Finding an AMD EPYC server that has been up for 725 days at around ~70% load average is like an archeological find. This has been running since only about a quarter after EPYC was in solid supply. Alas, time to reboot. pic.twitter.com/XnFc9URKiJ
— Patrick J Kennedy (@Patrick1Kennedy) December 2, 2019
The 725 Day AMD EPYC Server
Here is a quick shot of the uptime report before rebooting the server.
The story behind the Tyan Transport SX AMD EPYC-powered server, a predecessor to the Tyan Transport SX TS65A-B8036 2U 28-bay AMD EPYC server we just reviewed, is fairly simple. At STH, we run our own infrastructure. As a result, I have a strong belief that if STH is going to recommend something, that I should be willing to use it.
During the AMD EPYC 7001 launch, AMD AGESA, or the basic code underpinning EPYC systems, was rough to say the least. To give an example, we rebooted a test system the day before the launch event and it ran into an AGESA bug that required one to pull the CMOS battery. That would be annoying on a consumer platform, but it is an extra level of annoyance on a server. Pulling a CMOS battery is not a simple remote hands job like a power cycle or drive swap when you are 1500 miles away. That is why we pushed our Dual AMD EPYC 7601 review. I refused to review a server or a chip when the AMD AGESA was that rough, even if it meant we would not be first to publish benchmarks.
The Tyan Transport SX server was our primary 1P benchmarking system for some time. It, however, transitioned into another role. We hammered the box seeing how long until it failed in the lab. After the AGESA updates in 2017, we looped through different Docker benchmark containers constantly to see when it would fail.
By mid-2018, we started to deploy EPYC in our production web hosting setup.

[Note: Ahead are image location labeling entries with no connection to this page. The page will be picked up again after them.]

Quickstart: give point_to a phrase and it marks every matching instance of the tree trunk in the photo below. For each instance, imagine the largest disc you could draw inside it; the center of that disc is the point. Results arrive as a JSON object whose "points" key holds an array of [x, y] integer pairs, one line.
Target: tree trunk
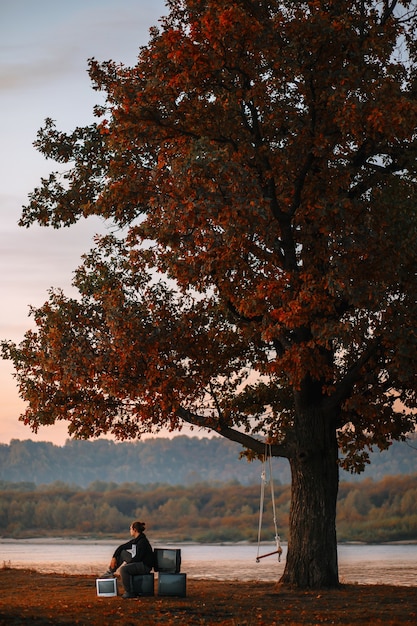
{"points": [[312, 546]]}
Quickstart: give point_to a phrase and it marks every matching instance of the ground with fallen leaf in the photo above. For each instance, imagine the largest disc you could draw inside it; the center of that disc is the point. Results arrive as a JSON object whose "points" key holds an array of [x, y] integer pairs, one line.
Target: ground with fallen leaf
{"points": [[29, 597]]}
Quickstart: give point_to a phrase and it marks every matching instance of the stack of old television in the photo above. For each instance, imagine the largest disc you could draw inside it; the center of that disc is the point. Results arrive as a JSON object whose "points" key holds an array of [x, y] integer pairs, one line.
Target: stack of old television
{"points": [[171, 582]]}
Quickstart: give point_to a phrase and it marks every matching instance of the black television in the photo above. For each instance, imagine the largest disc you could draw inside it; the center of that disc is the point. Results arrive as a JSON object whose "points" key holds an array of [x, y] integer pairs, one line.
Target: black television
{"points": [[172, 584], [167, 560]]}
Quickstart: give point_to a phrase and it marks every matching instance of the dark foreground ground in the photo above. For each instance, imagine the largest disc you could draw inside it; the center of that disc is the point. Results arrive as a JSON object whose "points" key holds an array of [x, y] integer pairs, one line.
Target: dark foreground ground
{"points": [[28, 597]]}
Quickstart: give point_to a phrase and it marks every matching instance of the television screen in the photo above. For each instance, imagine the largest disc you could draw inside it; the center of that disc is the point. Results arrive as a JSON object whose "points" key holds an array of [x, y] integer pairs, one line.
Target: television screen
{"points": [[172, 584], [106, 587], [167, 560]]}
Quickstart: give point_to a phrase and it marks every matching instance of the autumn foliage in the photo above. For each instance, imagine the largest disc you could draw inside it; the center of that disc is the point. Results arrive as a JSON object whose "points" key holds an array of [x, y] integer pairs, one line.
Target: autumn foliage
{"points": [[260, 161]]}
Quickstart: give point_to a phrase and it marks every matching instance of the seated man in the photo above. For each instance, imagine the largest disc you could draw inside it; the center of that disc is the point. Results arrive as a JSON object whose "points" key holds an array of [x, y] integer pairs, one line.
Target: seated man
{"points": [[135, 557]]}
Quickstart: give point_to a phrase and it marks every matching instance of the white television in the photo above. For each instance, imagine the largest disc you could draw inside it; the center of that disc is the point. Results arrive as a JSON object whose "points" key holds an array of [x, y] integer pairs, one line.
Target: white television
{"points": [[106, 587]]}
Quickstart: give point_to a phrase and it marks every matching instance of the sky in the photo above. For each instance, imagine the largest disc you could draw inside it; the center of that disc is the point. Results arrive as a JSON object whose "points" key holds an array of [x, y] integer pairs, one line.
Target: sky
{"points": [[44, 47]]}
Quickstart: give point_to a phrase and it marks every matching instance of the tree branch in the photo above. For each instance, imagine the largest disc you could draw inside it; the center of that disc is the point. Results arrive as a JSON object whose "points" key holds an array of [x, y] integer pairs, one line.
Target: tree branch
{"points": [[247, 441]]}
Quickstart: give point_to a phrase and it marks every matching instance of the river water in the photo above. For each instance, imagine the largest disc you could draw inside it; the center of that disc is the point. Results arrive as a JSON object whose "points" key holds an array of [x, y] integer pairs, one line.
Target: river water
{"points": [[393, 564]]}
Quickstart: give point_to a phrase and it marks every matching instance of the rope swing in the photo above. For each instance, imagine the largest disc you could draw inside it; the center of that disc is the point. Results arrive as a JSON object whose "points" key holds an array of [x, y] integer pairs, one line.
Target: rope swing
{"points": [[267, 457]]}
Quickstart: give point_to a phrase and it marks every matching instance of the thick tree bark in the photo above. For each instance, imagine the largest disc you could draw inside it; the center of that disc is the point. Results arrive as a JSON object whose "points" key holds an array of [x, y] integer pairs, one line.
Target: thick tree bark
{"points": [[312, 546]]}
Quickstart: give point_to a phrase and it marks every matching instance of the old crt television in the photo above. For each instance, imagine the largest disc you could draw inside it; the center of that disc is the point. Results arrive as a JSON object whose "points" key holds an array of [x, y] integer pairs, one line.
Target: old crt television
{"points": [[167, 560], [172, 584], [106, 587]]}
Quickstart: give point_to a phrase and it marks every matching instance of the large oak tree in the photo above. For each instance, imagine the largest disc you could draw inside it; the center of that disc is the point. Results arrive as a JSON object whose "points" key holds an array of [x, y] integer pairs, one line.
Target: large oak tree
{"points": [[259, 162]]}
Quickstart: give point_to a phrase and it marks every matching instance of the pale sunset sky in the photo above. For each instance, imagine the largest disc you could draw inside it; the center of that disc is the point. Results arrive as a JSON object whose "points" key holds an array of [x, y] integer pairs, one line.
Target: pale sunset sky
{"points": [[44, 47]]}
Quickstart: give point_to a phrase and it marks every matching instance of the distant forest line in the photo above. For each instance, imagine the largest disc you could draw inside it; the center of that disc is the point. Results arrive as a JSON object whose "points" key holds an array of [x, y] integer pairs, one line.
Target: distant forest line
{"points": [[181, 460], [367, 511]]}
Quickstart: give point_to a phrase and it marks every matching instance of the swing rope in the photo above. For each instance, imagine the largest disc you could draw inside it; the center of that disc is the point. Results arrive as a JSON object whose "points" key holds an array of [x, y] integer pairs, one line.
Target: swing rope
{"points": [[278, 551]]}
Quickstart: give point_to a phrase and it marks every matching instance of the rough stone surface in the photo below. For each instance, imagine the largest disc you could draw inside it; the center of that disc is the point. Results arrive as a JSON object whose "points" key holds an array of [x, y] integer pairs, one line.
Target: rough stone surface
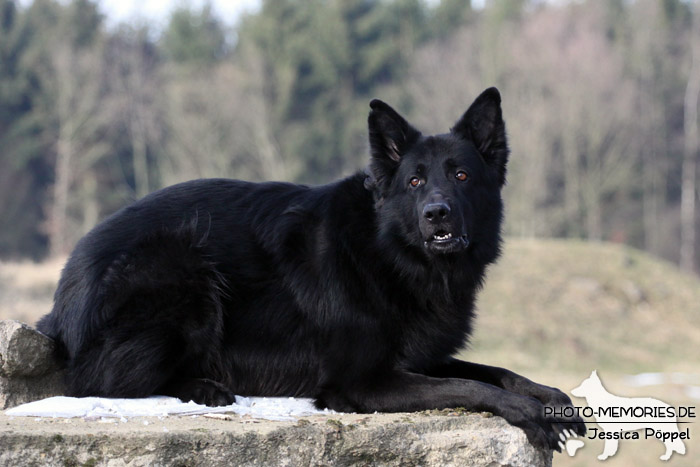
{"points": [[28, 370], [347, 439]]}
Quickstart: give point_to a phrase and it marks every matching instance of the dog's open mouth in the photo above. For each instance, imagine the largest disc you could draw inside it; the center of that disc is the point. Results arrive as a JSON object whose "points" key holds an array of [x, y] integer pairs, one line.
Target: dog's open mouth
{"points": [[441, 237], [445, 242]]}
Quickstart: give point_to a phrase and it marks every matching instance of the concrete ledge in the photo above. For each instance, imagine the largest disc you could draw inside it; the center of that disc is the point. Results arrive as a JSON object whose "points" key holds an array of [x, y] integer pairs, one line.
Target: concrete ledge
{"points": [[381, 439], [433, 438]]}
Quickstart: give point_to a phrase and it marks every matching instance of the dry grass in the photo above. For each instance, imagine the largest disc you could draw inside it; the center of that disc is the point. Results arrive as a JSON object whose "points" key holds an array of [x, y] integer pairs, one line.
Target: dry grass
{"points": [[26, 288]]}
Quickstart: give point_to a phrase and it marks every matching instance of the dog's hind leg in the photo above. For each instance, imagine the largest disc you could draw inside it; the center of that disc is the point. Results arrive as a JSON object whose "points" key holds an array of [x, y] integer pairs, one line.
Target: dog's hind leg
{"points": [[158, 327]]}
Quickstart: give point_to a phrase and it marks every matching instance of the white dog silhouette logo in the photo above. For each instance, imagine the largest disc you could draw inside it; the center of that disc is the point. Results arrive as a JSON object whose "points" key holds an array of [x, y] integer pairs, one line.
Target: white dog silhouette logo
{"points": [[621, 418]]}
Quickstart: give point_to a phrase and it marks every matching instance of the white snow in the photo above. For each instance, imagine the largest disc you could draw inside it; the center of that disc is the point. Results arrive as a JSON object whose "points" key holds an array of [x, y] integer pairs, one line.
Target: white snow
{"points": [[270, 408]]}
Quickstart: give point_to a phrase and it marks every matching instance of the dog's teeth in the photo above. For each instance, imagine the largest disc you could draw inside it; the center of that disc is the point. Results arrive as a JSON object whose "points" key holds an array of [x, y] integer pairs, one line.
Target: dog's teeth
{"points": [[447, 236]]}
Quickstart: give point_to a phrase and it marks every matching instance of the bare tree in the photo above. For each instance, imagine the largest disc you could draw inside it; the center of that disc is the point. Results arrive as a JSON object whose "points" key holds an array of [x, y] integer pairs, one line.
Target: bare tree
{"points": [[77, 91], [691, 149]]}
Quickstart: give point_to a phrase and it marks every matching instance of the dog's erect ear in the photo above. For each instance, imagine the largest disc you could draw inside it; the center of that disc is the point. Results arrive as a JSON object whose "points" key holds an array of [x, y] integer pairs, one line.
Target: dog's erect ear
{"points": [[483, 125], [390, 135]]}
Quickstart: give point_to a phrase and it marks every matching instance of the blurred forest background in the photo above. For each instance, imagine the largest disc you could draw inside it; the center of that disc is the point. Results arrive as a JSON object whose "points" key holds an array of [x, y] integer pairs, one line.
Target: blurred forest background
{"points": [[600, 100]]}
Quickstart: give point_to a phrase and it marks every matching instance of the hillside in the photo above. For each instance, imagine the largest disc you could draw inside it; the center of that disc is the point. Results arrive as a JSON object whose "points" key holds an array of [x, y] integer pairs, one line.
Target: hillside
{"points": [[558, 304]]}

First, we utilized the systems for a backup server, then more nodes came online for hosting and some of the other bits. As I am writing this we are around 50/50 Intel Xeon and AMD EPYC. This server went a long way in proving that the new platform can be trusted.
On December 2, 2019, we needed to physically move the box. Logging back in, the server has been dutifully looping benchmarks for over 725 days (we let it hit 726 days before moving it.) It had zero errors in that time which is impressive, but what one would expect from an Intel Xeon server.
The AMD EPYC 7002 series launch was completely different. Everything just worked for us. There is a huge level of maturation that happened on the EPYC 7001 platforms. In interviews, the AMD team talks about getting the ecosystem primed. This is a great example of how far that has come.
For those wondering, whether the AMD EPYC platform can run 24×7, this is a great example of where it ran, without issue, longer than most servers practically will. Today, servers are getting more frequent security updates and patches. Even with live patching, sometimes a reboot is required. 726 days, or essentially two years is a great result that frankly exceeded our team’s expectations.